The majority of people tend to use charcoal or briquettes, but being a purist I prefer natural wood as it imparts a distinctive wood smoke flavour to any meat you cook. Last year I felled a fig tree that had reached ginormous proportions and had become a real nuisance. Every August, tons of figs dropped on the ground at the rear of the house, close to our much used veranda, attracting gazillions of wasps! I was truly glad to see it go! As a bonus, I was able to chop up most of the wood and store it for barbeques. I think we’ll have enough for the next 10 years! If you can get hard wood I strongly recommend you give it a go. Of course it needs to be dry, not freshly cut and cannot be soft wood or treated wood. Despite what you might read on the internet, raw wood logs are easy to light and don’t need soaking or other preparation. They are a much healthier alternative to charcoal or briquettes, which contain fillers and who-knows-what poisonous elements are added. Raw wood burns easily and yes, it does produce quite a bit of smoke, but it is natural smoke and you will be outside anyway. Just make sure you don’t light up your barbecue right next to your neighbour’s bedroom window!

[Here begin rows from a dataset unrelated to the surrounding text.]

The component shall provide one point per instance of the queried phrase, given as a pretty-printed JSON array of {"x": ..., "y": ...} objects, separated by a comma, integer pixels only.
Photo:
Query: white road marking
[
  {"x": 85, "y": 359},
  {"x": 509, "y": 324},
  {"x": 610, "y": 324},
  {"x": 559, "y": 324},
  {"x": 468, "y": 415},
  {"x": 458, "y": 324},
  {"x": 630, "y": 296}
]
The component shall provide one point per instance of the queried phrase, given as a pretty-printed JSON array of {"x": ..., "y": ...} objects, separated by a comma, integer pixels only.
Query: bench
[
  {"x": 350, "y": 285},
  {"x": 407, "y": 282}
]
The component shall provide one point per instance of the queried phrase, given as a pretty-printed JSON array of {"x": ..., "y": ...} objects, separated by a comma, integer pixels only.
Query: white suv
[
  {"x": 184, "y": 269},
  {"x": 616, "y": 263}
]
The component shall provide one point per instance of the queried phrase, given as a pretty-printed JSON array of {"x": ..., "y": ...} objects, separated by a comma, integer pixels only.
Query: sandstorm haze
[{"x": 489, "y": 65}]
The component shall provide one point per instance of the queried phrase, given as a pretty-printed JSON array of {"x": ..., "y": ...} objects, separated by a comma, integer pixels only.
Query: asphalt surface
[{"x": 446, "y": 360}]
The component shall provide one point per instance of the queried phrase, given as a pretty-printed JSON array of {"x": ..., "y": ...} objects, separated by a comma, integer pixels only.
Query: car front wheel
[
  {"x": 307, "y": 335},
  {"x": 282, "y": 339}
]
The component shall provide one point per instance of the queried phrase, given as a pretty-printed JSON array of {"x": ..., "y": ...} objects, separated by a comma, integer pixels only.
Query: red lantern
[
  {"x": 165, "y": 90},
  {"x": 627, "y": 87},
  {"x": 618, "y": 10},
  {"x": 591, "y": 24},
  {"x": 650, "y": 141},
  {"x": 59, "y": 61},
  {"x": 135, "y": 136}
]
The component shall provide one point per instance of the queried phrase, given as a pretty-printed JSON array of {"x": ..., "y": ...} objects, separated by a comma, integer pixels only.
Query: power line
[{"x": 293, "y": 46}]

Whilst waiting for the logs to burn I started making my peperonata, which is a traditional Italian side dish of sweet peppers cooked in garlic, onion and tomato sauce. A great accompaniment for chicken.
With the peperonata simmering away, my wood logs had turned to incandescent ash and I positioned my chicken above it. Sadly, as you can see from the photo below, I forgot to ‘heat test’ and put the chicken on too soon, charring it on one side. Oh well. I never claimed to be a grill master. I just didn’t eat the blackened bits.
And I can tell you my last barbeque of 2015 was truly a success. Apart from those few burned bits of skin, which I discarded, it was moist, the flavour was amazing and I savoured every morsel. No need for spices. No need for marinades. Just chicken. Simplicity at its best.
And the sweetness of the peperonata was a perfect contrast for the smoky chicken. My peperonata uses quite a bit of cinnamon. Cinnamon is one of my favourite spices: it adds depth of flavour to both favourite and sweet dishes and it’s health benefits are astounding.
I also served my avocado salsa on the side, in case the chicken was too dry…. I needn’t have bothered!
I hope you enjoy this low carb meal too!
- 2 chicken 'quarters' (leg and thigh)
- coarse himalayan pink salt
- 2 large sweet peppers
- 250g chopped or sieved tomatoes
- 1 clove of garlic, finely chopped
- 1 shallot, finely chopped
- a sprinkle of organic broth granules
- fine himalayan pink salt
- a sprinkle of black pepper
- ½ tsp cinnamon
- ½ tsp paprika
- extra virgin olive oil
- 1 ripe avocado
- juice of 1 lemon
- black pepper
- organic raw extra virgin coconut oil
- sprinkle coarse salt all over and under chicken skin.
- barbeque until cooked.
- put a splash of olive oil in a large saucepan.
- add chopped and de-seeded peppers, tomatoes, shallot, garlic, broth granules, salt, pepper and spices.
- cook on low heat until very soft, then add a tablespoon of coconut oil and stir.
- mash up the avocado and put it in your blender.
- add a teaspoon of coconut oil, salt, black pepper and paprika.
- blend on full power until smooth and creamy.